The main index, however, recovered 2,516.29 points or a hefty 54.4 percent from the year’s low of 4,623.42 on March 19 during the early days of the quarantine protocols imposed by the Philippine government to curb the COVID-19 public health crisis.
With positive developments on COVID-19 vaccine development and the gradual reopening of the domestic economy since June, the local stock barometer managed to bounce off the year’s lows and trim losses for the year.
AB Capital Securities head of research Jose Vistan said: “2020 was a year that investors want to forget. COVID-19 came and changed what was supposed to be a bullish investment landscape for 2020.”
“The theme for 2021 will be that of reopening and a return to normalcy is not farfetched. Fortunately, bargain-hunters helped end the year positively as COVID-19 trial results suggested that an effective vaccine may be coming in 2021. While there will still be challenges in 2021, we are hopeful that a recovery is highly probable. Fueled by fiscal and monetary stimulus, we should see strong earnings growth, bouncing from a low 2020 base,” Vistan said.
On Tuesday (Dec. 29), the last trading day of the tumultuous year, the PSEi added a modest 17.46 points or 0.25 percent, tracking mostly firmer regional markets.
“The market closed at 7,130 on a positive note with very good volume today. It appears to me that investors were cautiously optimistic in their positioning over the past few days as news report of a next round of lockdowns due to a new strain of the coronavirus tempered risk appetite,” said Manuel Lisbona, PNB Securities president.
Those who were less risk-averse were more selective, favoring off-index bets such as MerryMart or Dito CME to add to their portfolios, he noted.
“This also likely explains the mixed performance of the PSEi names at least for today. Based on our observations of monthly index returns, January has been bullish 67 percent of the time in the last 33 years. Barring any shocks during the coming holidays, the index could renew its run to 7, 200 and beyond with developments relating to the pandemic as the catalyst,” Lisbona added.
Manraj Sekhon, chief investment officer at Franklin Templeton Emerging Markets Equity, said the challenges of 2020 have highlighted structural advantages and other beneficial secular trends in emerging markets that bode well for 2021.
“The resilience of key markets in East Asia during the crisis, paired with their ability to capitalize on secular shifts to the new economy, should drive continued strength next year.

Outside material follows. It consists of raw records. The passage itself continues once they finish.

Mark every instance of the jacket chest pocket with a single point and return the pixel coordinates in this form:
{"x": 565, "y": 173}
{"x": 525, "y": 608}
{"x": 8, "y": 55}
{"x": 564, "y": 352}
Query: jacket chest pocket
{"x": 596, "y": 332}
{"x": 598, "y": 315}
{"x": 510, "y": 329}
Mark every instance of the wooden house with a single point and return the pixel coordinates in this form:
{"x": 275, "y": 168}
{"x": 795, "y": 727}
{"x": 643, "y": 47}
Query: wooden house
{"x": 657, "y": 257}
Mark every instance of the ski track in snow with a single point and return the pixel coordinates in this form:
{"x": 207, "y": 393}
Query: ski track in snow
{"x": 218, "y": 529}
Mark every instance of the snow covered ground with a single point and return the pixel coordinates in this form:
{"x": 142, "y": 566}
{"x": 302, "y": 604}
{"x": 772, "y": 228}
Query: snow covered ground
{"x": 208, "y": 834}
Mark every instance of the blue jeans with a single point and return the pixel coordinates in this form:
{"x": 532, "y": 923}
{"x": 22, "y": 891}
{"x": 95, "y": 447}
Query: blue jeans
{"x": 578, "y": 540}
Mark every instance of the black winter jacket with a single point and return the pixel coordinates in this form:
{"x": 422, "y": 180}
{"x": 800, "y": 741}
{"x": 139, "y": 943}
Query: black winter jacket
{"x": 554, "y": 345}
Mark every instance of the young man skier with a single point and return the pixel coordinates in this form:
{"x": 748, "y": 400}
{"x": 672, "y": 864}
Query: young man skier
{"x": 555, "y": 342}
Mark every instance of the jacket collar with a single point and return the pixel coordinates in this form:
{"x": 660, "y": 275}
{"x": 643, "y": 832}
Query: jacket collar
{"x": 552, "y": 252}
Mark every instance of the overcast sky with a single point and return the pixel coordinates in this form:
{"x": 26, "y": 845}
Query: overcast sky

For so many different markets across this landscape to concurrently offer compelling investment potential, individually and in aggregate, presents an exceptional investment window, in our assessment.”
The Philippines has fallen into a recession for the first time since 1998 and the pace of decline this year has been the steepest in history at an average of 10 percent in the first nine months. The gross domestic product (GDP) contraction started earlier than expected in the first quarter at 0.7 percent, deepening to 16.9 percent in the second quarter but improving to 11.5 percent in the third quarter.
Consequently, consensus forecasts point to a 47 percent year-on-year decline in full year PSEi earnings per share this year. In the first nine months, only five out of 30 PSEi companies managed to avoid the earnings downturn, namely liquor-maker Emperador Inc., holding firm LT Group Inc., grocery chain operator Puregold Price Club and food and beverage manufacturer Universal Robina Corp. On the other hand, integrated resort operator Bloomberry Resorts Corp., fast-food giant Jollibee Foods Corp. and conglomerate San Miguel Corp. turned unprofitable in the first nine months.